Introduction
The problem of labeling data is often considered the first step in a machine learning project, where a training data set is developed that accurately represents unseen, anticipated “test” data. However, for large data sets, including natural language corpora, the exercise of labeling may by itself bring immense value to an organization.
Libraries, especially those at academic institutions aiming to educate students and future researchers, bear just such a burden. While great strides have been made at digitizing the innumerable volumes of information, using optical character recognition (OCR), research can still prove tedious and time-consuming if the text is left without linkages to foundational appendices, or other reference material.
The Data
During a recent project with an esteemed library, I was tasked with facilitating the ease-of-use of the transcripts of historical court tribunals by identifying and labeling the source of the evidentiary documents that were presented. These were either trial documents, used by either the prosecution or defense to argue their case, or evidence file documents, which are part of a broader domain of documents and contain their own naming scheme.
Each have their own specific means of identification. In the case of evidence file documents, regular expressions (regex) were used to find any of a set of pre-defined, coded document groups. Differentiating between prosecution and defense trial documents, on the other hand, relied on much more subtle context clues, and oftentimes required a careful reading of the transcript so as to properly follow the conversation.
The Method
On a first pass, all possible references were flagged with regex, and the evidence file documents partitioned off. Of the remaining references, those that were obviously prosecution or obviously defense were immediately classified and set aside for use as a training set to a random forest algorithm, in order to make a determination on the more ambiguous cases.
This is where the model was most liable to make mistakes. Accuracy of the tags was most important, but followed closely by recall (finding as many references as possible). Therefore, we engaged in regular back-and-forths with the client, who performed manual inspections of the results and reported back. In this way, we could fine-tune the algorithm by, for example, supplying additional features, hyperparameter tuning, or augmenting the less represented class.
The primary feature used was the reference context. After collecting a given number of words, or tokens, on either side of the reference in question, the entities were stemmed and lemmatized, and finally converted to a term-frequency inverse document frequency (tf-idf) embedding. This method weights a count of the most common words by how often they occur across each “document” (in this case the context surrounding a single reference). As a consequence, all words will have an integer representation that is capable of being supplied as input to a machine learning algorithm.
The same scheme was also applied to the current speaker. Other features were constructed based on the presence or absence of key trigger words, such as “prosecution”, or one of the attorneys’ or defendants’ names. The random forest was implemented as:
forest = RandomForestClassifier(criterion='entropy', n_estimators=500, random_state=0, n_jobs=-1)
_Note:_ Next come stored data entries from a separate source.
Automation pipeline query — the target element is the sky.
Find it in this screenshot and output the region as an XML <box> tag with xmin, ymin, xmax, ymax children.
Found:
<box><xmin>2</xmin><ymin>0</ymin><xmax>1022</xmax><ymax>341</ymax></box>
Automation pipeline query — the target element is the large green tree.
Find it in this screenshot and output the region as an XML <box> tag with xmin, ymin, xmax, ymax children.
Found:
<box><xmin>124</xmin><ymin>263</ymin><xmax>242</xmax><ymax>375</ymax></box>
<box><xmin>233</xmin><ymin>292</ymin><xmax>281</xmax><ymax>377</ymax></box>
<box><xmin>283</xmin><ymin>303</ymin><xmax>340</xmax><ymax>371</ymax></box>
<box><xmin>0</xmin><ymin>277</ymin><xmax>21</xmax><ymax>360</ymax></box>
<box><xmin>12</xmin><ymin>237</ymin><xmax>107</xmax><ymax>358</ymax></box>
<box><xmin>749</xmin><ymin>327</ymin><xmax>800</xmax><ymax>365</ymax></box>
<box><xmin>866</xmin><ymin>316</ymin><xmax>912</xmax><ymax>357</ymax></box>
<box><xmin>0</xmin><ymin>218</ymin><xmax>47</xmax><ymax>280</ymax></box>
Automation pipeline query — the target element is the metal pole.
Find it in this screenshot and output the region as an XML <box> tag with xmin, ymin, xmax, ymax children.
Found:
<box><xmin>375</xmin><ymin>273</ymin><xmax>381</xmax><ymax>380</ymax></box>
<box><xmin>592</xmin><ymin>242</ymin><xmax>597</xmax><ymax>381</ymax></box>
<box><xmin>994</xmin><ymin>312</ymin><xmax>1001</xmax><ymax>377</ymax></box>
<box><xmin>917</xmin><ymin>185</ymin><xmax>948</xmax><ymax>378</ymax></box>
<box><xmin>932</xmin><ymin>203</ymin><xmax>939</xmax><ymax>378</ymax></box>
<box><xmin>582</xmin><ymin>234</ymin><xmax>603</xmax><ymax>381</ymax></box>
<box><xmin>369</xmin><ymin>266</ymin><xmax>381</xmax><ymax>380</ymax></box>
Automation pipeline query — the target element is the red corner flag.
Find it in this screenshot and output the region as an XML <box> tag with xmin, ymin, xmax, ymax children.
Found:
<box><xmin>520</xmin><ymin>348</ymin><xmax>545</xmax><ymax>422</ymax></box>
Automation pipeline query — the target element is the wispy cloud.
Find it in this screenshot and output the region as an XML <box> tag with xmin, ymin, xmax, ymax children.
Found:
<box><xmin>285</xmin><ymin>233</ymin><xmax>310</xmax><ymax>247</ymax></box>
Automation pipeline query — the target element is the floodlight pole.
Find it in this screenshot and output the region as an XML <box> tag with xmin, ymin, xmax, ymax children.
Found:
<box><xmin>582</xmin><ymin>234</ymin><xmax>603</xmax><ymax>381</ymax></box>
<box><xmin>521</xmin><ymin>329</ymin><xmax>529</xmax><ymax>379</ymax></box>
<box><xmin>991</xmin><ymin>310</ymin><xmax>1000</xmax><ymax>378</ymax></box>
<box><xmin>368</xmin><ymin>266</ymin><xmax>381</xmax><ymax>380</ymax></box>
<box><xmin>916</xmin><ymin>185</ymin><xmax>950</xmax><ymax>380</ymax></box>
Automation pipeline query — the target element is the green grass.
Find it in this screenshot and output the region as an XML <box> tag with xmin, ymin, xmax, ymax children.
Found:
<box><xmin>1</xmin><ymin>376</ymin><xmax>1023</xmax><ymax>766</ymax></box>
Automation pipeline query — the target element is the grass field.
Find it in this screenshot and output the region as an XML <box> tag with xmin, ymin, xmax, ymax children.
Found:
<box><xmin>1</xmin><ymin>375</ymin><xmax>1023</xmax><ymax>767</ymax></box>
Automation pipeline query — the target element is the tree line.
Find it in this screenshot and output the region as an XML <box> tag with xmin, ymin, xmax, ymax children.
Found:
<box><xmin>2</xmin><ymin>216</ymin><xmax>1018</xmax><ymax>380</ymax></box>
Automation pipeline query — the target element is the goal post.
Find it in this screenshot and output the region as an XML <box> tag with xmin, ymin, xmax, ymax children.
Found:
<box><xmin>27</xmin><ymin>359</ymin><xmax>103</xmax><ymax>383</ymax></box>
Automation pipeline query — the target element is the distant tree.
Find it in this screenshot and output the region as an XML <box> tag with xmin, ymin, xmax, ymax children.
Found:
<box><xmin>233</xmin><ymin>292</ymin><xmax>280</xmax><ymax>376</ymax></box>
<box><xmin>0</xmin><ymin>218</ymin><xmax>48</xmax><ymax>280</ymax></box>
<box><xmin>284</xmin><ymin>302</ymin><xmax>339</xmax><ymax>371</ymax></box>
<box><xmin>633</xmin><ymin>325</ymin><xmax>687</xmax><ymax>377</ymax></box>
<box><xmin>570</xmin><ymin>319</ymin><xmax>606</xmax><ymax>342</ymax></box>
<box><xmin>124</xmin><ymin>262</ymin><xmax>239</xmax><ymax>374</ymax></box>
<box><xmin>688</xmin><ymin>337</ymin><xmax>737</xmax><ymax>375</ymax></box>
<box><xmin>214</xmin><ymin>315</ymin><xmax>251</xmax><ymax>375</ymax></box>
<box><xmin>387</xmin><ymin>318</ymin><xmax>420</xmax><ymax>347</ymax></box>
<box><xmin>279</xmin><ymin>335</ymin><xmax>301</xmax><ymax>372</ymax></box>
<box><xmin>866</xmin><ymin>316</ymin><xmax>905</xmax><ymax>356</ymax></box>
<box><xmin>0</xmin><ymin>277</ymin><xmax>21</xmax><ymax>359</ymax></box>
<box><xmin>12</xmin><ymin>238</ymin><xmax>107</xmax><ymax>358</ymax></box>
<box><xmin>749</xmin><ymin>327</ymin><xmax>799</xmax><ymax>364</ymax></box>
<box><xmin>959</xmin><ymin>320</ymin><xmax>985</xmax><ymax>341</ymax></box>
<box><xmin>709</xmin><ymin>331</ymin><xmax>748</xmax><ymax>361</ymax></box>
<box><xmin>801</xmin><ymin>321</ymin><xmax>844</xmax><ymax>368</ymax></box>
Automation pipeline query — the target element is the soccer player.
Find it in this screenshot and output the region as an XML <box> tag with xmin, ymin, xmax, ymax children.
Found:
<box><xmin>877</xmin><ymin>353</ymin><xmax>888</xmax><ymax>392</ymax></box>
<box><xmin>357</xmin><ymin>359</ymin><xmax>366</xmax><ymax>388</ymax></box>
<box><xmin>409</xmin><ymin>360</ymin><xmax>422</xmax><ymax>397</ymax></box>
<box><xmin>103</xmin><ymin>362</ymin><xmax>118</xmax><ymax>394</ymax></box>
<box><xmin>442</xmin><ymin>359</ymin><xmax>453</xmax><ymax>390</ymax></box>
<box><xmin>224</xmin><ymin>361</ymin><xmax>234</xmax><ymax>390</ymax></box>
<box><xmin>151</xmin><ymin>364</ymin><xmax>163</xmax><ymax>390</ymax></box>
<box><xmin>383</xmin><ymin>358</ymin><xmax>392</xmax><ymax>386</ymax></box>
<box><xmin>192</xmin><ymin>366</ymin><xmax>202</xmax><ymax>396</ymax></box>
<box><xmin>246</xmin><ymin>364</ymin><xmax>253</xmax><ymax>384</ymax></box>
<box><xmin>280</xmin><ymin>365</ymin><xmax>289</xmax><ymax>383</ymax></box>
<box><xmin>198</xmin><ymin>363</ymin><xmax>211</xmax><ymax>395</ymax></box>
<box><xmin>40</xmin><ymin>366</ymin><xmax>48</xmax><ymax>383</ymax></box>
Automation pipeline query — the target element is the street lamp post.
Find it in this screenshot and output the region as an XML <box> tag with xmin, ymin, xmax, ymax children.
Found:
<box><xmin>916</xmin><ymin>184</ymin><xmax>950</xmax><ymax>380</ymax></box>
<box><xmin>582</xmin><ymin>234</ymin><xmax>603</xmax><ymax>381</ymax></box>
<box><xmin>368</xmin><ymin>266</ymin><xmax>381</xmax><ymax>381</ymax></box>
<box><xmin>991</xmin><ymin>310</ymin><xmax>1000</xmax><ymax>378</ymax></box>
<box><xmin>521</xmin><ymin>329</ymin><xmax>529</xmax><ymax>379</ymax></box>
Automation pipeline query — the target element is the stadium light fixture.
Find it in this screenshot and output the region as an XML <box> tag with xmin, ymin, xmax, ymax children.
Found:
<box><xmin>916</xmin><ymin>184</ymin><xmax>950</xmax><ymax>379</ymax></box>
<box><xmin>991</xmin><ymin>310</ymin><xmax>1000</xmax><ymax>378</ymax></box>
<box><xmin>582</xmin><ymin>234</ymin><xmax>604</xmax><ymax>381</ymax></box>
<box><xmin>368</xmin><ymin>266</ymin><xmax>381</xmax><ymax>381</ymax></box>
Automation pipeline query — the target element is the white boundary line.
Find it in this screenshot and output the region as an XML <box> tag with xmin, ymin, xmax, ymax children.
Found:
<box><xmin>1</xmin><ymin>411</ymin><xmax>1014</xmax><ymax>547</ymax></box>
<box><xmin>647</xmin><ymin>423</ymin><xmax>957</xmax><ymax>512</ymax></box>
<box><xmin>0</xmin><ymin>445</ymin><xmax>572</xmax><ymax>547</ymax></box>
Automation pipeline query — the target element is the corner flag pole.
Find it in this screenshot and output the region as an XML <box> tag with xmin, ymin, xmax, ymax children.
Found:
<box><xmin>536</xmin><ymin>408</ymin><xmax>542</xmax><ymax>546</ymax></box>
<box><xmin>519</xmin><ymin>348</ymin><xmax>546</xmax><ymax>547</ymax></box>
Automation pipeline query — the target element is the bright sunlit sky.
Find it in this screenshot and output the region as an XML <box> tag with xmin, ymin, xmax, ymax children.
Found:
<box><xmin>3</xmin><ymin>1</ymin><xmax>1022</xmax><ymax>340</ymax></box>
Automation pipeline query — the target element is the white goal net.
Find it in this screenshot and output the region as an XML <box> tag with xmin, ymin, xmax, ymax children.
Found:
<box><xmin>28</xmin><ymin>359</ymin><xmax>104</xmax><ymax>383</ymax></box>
where the ‘entropy’ split selection criterion has been used. Although more computationally intensive, it is often more suitable for categorical data. The performance of the algorithm at each of a series of probability thresholds was determined so as to maximize both accuracy and recall. Thereafter, anything greater than the threshold was labeled “prosecution”, and less than, “defense”.
Issues
From the start, the accuracy of the model was high and required little further enhancement. More of a challenge was ensuring that we were capturing a large majority of the references. There was a big variation in the manner in which references were cited, including everything from abbreviations to stray punctuation. The regex had to be built to accept references appearing across multiple lines. Also, many references contained combinations of different possible types, that would, to a regex definition, appear like multiple unique tag opportunities. The latter would become especially troublesome when reconstructing the text at the end with the labels, as the trailing part of the reference was liable to being cut off and replaced prematurely by the tag.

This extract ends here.